Metabolites of bovine-associated non-aureus staphylococci influence expression of Staphylococcus aureus agr-related genes in vitro

Affiliations

Metabolites of bovine-associated non-aureus staphylococci influence expression of Staphylococcus aureus agr-related genes in vitro

Bruno Toledo-Silva et al. Vet Res. .

Abstract

Communications via quorum sensing (QS) between non-aureus staphylococci (NAS) and Staphylococcus (S.) aureus in the bovine mammary gland remains largely unexplored. We determined whether 34 S. chromogenes, 11 S. epidermidis, and 14 S. simulans isolates originating from bovine milk samples and teat apices were able to regulate the QS of S. aureus, and if so, how in vitro growth inhibition of S. aureus by NAS, or NAS metabolites, or NAS cells themselves play a role in this process. In co-culture with S. aureus we observed that these 3 NAS species in general downregulated the expression of rnaIII, the effector molecule of the QS system, but this effect was more pronounced in S. chromogenes and S. simulans isolates than in S. epidermidis isolates.

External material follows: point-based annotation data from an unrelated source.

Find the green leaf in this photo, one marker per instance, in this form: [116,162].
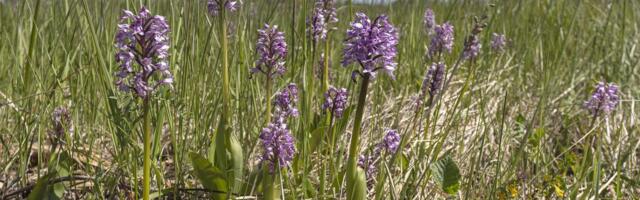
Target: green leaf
[446,174]
[211,177]
[360,190]
[237,160]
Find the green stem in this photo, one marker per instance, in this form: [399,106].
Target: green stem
[325,70]
[269,182]
[355,137]
[147,150]
[350,9]
[225,67]
[268,96]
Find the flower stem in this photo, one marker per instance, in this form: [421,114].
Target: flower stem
[325,70]
[147,150]
[225,67]
[268,96]
[355,136]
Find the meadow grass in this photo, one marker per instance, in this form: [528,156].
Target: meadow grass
[512,123]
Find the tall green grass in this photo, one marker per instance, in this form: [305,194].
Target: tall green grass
[513,124]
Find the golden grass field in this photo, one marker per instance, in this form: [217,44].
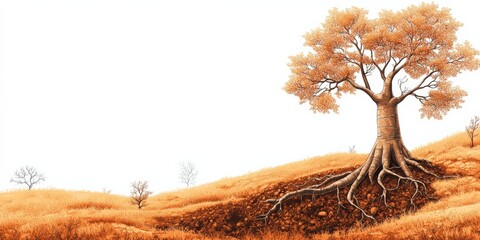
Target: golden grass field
[59,214]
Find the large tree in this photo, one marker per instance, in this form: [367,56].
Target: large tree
[412,52]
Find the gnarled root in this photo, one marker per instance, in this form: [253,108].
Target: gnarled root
[385,156]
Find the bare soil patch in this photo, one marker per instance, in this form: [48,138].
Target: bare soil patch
[306,215]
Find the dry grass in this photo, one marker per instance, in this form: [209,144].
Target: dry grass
[58,214]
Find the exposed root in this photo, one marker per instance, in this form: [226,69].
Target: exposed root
[385,156]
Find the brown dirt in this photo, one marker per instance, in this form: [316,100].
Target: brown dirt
[303,215]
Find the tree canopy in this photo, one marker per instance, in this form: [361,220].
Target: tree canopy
[416,46]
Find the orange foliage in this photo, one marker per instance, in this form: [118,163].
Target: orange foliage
[419,41]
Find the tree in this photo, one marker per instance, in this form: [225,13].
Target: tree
[472,128]
[351,53]
[27,175]
[140,193]
[188,173]
[352,149]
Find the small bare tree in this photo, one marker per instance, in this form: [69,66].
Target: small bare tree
[352,149]
[188,173]
[140,193]
[27,175]
[472,128]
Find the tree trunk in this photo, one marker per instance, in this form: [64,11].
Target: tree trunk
[388,152]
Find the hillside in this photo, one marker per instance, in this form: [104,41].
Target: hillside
[47,214]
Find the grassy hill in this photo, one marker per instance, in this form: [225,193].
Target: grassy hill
[47,214]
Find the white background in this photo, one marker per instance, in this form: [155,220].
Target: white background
[96,94]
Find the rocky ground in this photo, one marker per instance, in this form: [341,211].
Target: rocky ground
[306,215]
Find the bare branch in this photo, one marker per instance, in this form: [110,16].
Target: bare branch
[188,173]
[139,193]
[430,84]
[472,129]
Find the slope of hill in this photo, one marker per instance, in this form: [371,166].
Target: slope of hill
[47,214]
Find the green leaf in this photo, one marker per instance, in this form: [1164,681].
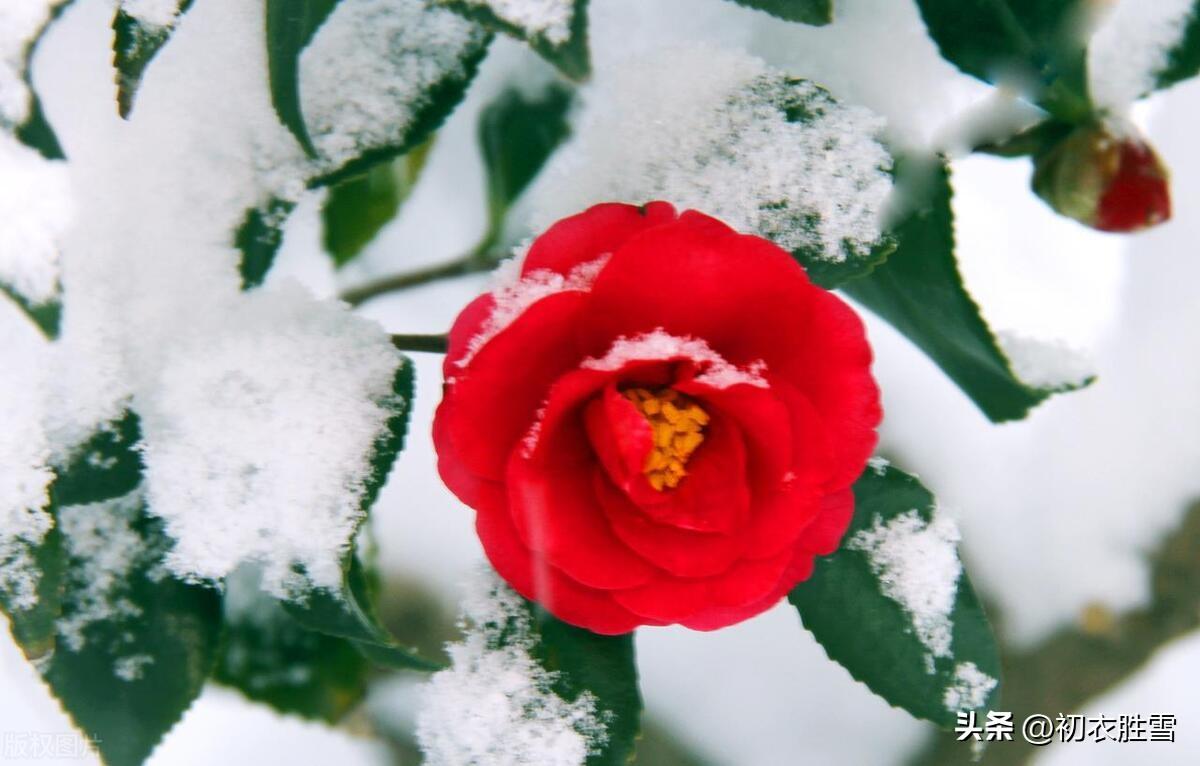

In vitro growth inhibition of S. aureus by NAS resulted in a small underestimation of the downregulating effect of NAS on rnaIII expression of S. aureus. Additionally, the culture supernatant of these NAS isolates and supernatant treated with proteinase K expressed greater regulatory activity over S. aureus virulence genes rnaIII, hla, and spa than washed NAS cells suspended in sterile water. These microbial interactions may influence S. aureus virulence and pathogenesis within the host. Isolation and identification of NAS metabolites affecting the QS system of S. aureus might help to develop alternative strategies for treatment and control of S. aureus mastitis.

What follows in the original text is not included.